As an example, <FIG> is a schematic block diagram of the controller <NUM> of the extraction system <NUM> according to an embodiment of the present technology. The controller <NUM> comprises a processor or a plurality of cooperating processors (represented as a processor <NUM> for simplicity), a memory device or a plurality of memory devices (represented as a memory device <NUM> for simplicity), and an input/output interface <NUM> allowing the controller <NUM> to communicate with other components of the extraction system <NUM> and/or other components in remote communication with the extraction system <NUM>. The processor <NUM> is operatively connected to the memory device <NUM> and to the input/output interface <NUM>. The memory device <NUM> includes a storage for storing parameters <NUM>, including for example and without limitation the above-mentioned pre-defined speed of extraction of the electronic device <NUM>. The memory device <NUM> may comprise a non-transitory computer-readable medium for storing code instructions <NUM> that are executable by the processor <NUM> to allow the controller <NUM> to perform the various tasks allocated to the controller <NUM> in the method <NUM>.
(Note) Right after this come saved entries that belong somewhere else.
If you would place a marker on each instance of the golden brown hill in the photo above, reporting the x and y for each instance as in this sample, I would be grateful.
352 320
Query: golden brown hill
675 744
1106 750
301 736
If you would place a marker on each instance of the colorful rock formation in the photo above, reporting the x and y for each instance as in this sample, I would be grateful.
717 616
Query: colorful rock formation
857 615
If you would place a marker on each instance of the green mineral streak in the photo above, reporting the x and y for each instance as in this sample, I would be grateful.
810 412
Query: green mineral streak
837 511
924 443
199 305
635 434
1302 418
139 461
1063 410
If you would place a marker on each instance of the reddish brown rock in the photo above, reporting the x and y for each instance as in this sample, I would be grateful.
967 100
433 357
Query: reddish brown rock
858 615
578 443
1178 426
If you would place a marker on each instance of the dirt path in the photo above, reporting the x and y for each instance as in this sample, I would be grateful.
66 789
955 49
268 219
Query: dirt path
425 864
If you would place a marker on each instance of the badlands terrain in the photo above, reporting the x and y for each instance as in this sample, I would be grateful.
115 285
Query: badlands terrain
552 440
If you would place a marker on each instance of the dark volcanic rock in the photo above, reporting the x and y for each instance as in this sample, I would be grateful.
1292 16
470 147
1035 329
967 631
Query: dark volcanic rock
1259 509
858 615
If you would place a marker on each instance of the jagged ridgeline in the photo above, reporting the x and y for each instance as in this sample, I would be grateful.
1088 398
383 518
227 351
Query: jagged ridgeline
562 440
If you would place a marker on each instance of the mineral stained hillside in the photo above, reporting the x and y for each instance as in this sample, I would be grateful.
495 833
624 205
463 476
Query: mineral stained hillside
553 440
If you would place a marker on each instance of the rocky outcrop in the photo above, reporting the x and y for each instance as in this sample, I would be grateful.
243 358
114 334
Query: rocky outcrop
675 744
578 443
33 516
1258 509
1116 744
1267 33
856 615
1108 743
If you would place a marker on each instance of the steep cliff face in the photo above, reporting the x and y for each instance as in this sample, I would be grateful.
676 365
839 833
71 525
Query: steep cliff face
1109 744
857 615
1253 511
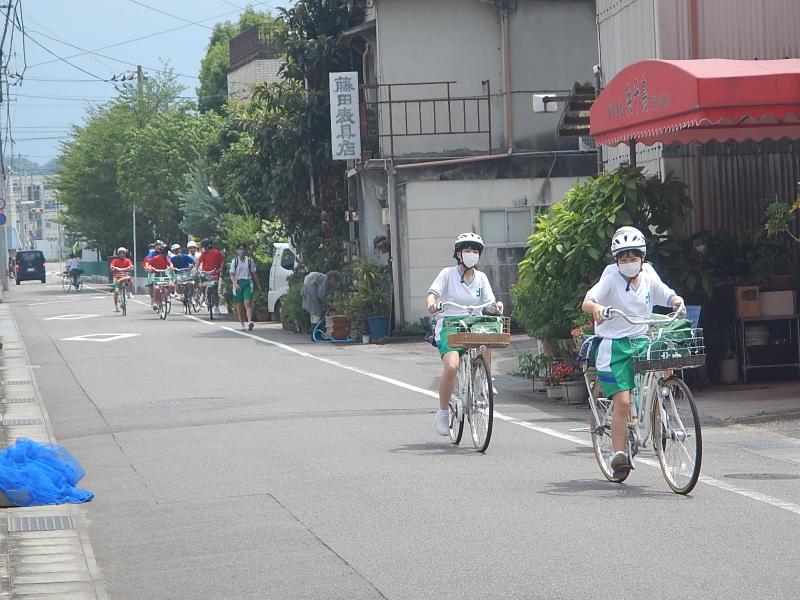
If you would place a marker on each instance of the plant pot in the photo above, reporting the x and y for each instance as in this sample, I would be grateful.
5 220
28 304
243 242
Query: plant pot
555 392
729 370
575 392
378 327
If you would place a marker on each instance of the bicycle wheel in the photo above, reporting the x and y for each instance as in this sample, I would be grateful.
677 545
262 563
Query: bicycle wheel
457 407
676 436
481 411
601 436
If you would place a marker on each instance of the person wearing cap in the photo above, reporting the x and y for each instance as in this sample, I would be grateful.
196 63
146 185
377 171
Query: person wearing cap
632 286
315 289
121 268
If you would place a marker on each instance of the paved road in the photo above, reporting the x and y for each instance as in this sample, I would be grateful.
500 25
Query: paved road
229 465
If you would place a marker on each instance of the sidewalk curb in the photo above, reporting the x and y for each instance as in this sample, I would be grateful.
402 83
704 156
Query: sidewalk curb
77 512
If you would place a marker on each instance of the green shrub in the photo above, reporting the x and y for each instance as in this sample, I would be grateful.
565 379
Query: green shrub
568 250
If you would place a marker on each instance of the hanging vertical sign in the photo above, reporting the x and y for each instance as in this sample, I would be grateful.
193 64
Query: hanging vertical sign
345 119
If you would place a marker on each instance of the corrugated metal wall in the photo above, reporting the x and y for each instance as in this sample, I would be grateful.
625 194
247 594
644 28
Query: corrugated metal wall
726 181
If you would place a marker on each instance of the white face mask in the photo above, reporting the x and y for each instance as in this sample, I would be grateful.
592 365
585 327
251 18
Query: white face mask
470 259
630 270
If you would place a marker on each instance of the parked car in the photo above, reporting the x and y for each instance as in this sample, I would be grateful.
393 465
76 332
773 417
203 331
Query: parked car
283 264
30 266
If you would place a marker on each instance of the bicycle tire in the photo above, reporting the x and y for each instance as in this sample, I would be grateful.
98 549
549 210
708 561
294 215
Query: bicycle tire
681 476
601 437
457 420
481 410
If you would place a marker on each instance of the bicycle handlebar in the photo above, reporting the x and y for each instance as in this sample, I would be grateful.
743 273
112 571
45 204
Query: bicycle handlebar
609 313
440 306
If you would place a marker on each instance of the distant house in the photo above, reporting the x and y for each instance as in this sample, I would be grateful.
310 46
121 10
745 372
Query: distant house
254 60
450 139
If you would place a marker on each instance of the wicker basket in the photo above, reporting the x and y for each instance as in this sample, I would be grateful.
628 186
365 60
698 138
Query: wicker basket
461 334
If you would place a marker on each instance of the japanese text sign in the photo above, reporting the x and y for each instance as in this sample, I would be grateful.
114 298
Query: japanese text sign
345 119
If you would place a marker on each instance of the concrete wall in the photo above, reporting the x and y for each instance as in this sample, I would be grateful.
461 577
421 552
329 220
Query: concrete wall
553 44
242 81
435 212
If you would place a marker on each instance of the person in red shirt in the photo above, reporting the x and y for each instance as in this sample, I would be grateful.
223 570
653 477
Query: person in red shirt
159 267
121 268
211 262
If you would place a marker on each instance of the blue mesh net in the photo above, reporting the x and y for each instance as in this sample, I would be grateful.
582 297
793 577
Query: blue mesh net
33 474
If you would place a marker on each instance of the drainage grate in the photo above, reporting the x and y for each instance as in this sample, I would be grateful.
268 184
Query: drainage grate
52 523
17 422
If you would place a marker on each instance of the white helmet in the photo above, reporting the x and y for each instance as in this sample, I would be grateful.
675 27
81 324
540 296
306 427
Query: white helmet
469 240
628 238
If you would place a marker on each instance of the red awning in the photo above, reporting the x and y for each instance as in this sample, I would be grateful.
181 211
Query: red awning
699 100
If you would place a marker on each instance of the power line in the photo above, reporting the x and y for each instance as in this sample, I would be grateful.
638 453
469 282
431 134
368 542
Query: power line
148 36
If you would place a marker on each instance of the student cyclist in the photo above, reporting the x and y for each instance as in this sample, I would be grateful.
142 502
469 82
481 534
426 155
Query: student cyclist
633 287
465 285
242 272
121 269
211 261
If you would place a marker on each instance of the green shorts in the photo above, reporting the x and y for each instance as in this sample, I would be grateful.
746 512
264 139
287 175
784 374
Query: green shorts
613 360
244 291
442 343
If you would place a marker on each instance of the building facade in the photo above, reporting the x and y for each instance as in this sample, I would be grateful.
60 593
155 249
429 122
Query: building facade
726 179
33 213
450 139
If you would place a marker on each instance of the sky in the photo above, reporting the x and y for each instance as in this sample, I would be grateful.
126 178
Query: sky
53 94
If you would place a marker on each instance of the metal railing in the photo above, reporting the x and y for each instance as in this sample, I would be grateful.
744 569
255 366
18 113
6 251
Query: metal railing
386 115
The controller <NUM> is operatively connected, via the input/output interface <NUM>, to the lifting device <NUM>, the liquid dispersing device <NUM> and the control arm <NUM>. The controller <NUM> executes the code instructions <NUM> stored in the memory device <NUM> to implement the various above-described functions that may be present in a particular embodiment. <FIG> as illustrated represents a non-limiting embodiment in which the controller <NUM> orchestrates operations of the control arm <NUM>, the liquid dispersing device <NUM> and the lifting device <NUM>. This particular embodiment is not meant to limit the present disclosure and is provided for illustration purposes.

Claim 1:
An extraction system (<NUM>) for extracting an electronic device (<NUM>) from a container (<NUM>) filled with an immersion cooling liquid, the extraction system (<NUM>) comprising:
means (<NUM>) for lifting the electronic device (<NUM>) from an open end (<NUM>) of the container (<NUM>); and
means (<NUM>) for dispersing immersion cooling liquid from the electronic device (<NUM>) by generating an air flow,
the extraction system (<NUM>) being characterized in that the extraction system (<NUM>) also comprises:
a nozzle (<NUM>) configured to be positioned above the open end (<NUM>) of the container (<NUM>) to limit a spread of immersion cooling liquid caused by the air flow.